I really liked the relationship depicted between the two lads- some of their story overlaps, so we get to hear both boys' thoughts on the same events. Digit feels a mixture of sympathy and frustration for Alfi- he's so pathetic he wants to help him, but knows deep down that it's risking everything he *is* in order to do it. Digit's anonymity is his superpower and Alfi knows his real name, knew him pre-persona when he was a care home inmate just like any of the others. Similarly, Alfi admires and respects Digit, but he doesn't trust him at all. He questions Digit's loyalty constantly, unsure if he will flake on his responsibilities, on exposing their abusers, on him.
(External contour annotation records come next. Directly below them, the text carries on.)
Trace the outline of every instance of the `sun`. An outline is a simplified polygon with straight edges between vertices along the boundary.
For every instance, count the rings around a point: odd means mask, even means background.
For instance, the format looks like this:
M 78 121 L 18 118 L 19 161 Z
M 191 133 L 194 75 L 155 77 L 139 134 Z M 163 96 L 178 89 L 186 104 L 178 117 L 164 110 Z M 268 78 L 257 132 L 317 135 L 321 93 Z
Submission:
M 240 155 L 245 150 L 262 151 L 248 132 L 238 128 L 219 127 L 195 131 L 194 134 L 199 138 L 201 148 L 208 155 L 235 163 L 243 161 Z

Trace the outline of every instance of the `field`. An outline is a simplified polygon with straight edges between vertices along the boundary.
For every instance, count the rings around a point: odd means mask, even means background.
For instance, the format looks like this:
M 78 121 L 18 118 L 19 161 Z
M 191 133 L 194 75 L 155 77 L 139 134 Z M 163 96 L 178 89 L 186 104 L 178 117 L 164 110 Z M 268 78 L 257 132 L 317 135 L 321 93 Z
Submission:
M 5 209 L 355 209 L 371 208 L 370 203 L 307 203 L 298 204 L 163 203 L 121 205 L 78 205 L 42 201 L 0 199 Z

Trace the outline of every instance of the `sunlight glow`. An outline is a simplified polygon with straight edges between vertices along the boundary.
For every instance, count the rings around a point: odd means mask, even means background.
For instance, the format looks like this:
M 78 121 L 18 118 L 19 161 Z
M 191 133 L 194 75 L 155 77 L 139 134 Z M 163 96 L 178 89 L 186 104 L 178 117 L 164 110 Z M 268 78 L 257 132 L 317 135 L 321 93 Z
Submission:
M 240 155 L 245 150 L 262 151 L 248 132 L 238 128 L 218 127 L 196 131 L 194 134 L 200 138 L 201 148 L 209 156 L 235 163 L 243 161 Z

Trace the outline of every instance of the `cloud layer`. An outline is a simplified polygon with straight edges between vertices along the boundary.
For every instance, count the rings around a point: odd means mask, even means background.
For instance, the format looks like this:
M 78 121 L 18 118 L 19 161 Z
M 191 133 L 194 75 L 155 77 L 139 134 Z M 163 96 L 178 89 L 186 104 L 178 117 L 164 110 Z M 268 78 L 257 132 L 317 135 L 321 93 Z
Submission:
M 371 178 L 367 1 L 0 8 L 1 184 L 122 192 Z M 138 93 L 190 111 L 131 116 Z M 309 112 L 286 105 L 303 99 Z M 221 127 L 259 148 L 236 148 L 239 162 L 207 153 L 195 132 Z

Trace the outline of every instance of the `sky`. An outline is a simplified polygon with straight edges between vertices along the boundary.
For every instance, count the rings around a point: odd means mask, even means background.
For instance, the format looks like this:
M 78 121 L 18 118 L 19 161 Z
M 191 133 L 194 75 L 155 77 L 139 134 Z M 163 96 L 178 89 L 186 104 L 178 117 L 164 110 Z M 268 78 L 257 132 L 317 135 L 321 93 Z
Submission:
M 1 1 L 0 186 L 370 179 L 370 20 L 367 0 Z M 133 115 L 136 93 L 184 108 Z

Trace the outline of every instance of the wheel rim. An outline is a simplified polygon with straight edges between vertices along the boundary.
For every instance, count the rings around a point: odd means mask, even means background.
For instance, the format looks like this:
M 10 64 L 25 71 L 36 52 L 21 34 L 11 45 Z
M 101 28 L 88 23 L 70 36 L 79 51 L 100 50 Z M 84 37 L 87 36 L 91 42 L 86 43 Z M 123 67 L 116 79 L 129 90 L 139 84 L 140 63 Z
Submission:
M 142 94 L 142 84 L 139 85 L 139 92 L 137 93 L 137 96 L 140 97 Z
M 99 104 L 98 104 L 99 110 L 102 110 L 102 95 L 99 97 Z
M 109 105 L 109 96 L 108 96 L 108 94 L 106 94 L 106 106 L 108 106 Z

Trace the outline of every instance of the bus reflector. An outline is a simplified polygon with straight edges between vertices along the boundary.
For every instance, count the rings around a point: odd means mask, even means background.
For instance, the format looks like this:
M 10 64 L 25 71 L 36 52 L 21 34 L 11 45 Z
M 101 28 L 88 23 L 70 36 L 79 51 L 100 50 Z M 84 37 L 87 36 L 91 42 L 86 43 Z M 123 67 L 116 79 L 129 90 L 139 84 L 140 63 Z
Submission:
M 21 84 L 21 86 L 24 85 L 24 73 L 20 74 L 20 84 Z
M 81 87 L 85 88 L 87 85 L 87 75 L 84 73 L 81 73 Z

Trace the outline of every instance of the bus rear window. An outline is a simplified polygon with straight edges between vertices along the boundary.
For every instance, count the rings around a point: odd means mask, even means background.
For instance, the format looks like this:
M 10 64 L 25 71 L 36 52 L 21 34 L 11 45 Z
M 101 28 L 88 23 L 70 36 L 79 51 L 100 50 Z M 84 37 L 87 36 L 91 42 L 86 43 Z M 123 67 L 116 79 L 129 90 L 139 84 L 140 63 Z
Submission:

Though sexual abuse is central to the story, there are no observed, explicit scenes- the characters are too traumatised to talk about it, even amongst themselves, resorting instead to codes; 'Jim'llfixits' and their 'Jimmy Parties' they call the perpetrators and the nights that they visit. The reader sees the extent to which the authorities ignore the problem- either because its in their interests to turn the other cheek, or simply because they don't believe the allegations. The kids in this book are proven liars, thieves and criminally delinquent- who would believe their accusations levelled at such pillars of the community? The book makes it clear, obviously, that these evil 'Jim'llfixits' are abhorrent in every way, but it also levels blame at those that see these things and know what's happening but do nothing about it.
This book really highlights the plight of those individuals that fall through the gaps of society. The invisible care leavers that walk out of the system at the age of 16 and the state considers them mature, secure and capable enough to fend for themselves in the outside world, whatever they've been through. It shows how easy it is to discredit the opinions, concerns or problems of people that have no voice, no back up from friends or family- it shows how easy it is for care leavers to become lost and sink. Care and crime isn't a foregone conclusion, but 23% of the adult prison population has been in care and nearly 40% of prisoners under 21 were in the care system as kids 1. How does this still happen?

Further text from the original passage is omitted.